Story: Ik-sang (Kim Roi-ha) is told to give a young woman a huge amount of money and in return get her cell phone, on which
an incriminating video is stored. But Ik-sang is in deep debt and keeps the money. In order to get his hands on the cell phone anyway he contacts his
brother Tae-soo (Lee Min-ki) after years, who is a psychopathic killer. Tae-soo kills the woman and kidnaps her little sister. However, he gives
the girl a chance to escape as he wants to hunt her down afterwards. Na-ri flees to a house close by where mentally retarded Bok-soon (Kim Go-eun) and
her sister live. But Tae-soo finds the girl and kills Bok-soon's sister, while Na-ri manages to escape once again. Bok-soon succeeds in temporarily
incapacitating the killer, but he eventually disappears with the body of her sister. The police doesn't believe Bok-soon and is of no help. Thus, Bok-soon
decides to look for the killer herself and take revenge. Meanwhile, Tae-soo is still looking for the cell phone and hasn't given up on his hunt for Na-ri
Review: "Monster" is a movie that apparently likes to experiment a lot. This mix of a thriller and a comedy simply doesn't work out in the end,
though, no matter how much you would like to turn a blind eye on certain aspects. For one this is because the violent scenes in the movie are extremely bloody
at times and therefore make them contrast with the comedic moments to such a strong degree that you can easily call this movie a schizophrenic thriller.

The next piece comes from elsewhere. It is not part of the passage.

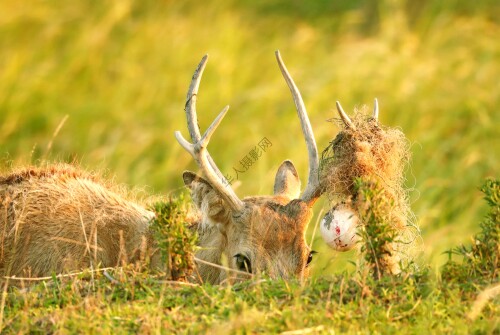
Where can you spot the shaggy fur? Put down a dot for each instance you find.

Concerning the story there has mainly been used a tried and tested plot, but there are a few elements, like the mentally retarded heroine, that bring
something out of the ordinary into the thriller. In the end, "Monster" is an interesting thriller that yet alternates too much between two extreme tones of
atmosphere and accordingly won't work out.
No doubt, the individual parts work out quite well. The dark mood is captivating and especially the story around Tae-soo and his family is thrilling. Tae-soo
is a monster and you simply have to detest him. But during the scenes with his family his past is touched on where he wasn't really treated well as a child,
and accordingly there is at least one scene in which you actually feel sorry for Tae-soo! On the other hand it is easy to understand his brother and
mother who are living in constant fear of him and would like nothing more than to somehow get rid of him. But Tae-soo is often used as a tool by them
and you get the impression that Tae-soo might be a monster, but in the end is just looking for a little bit of love from his family.
Director Hwang In-ho has already worked with Lee Min-ki in his debut work "Spellbound" and Lee delivers a solid performance
here. He is normally cast in the roles of the young pretty boy, but there is something flickering in his eyes that makes him a good choice for the role
of a psychopath as well. Actual star of the movie, though, is Kim Go-eun, who after her role in "A Muse" wants to prove her
acting range. And she in fact is successful in that, although often enough she is only inches away from drifting into overacting. That is because her
scenes as a mentally retarded are frequently very funny, which may be deliberately so, yet deprive her role of any integrity after all.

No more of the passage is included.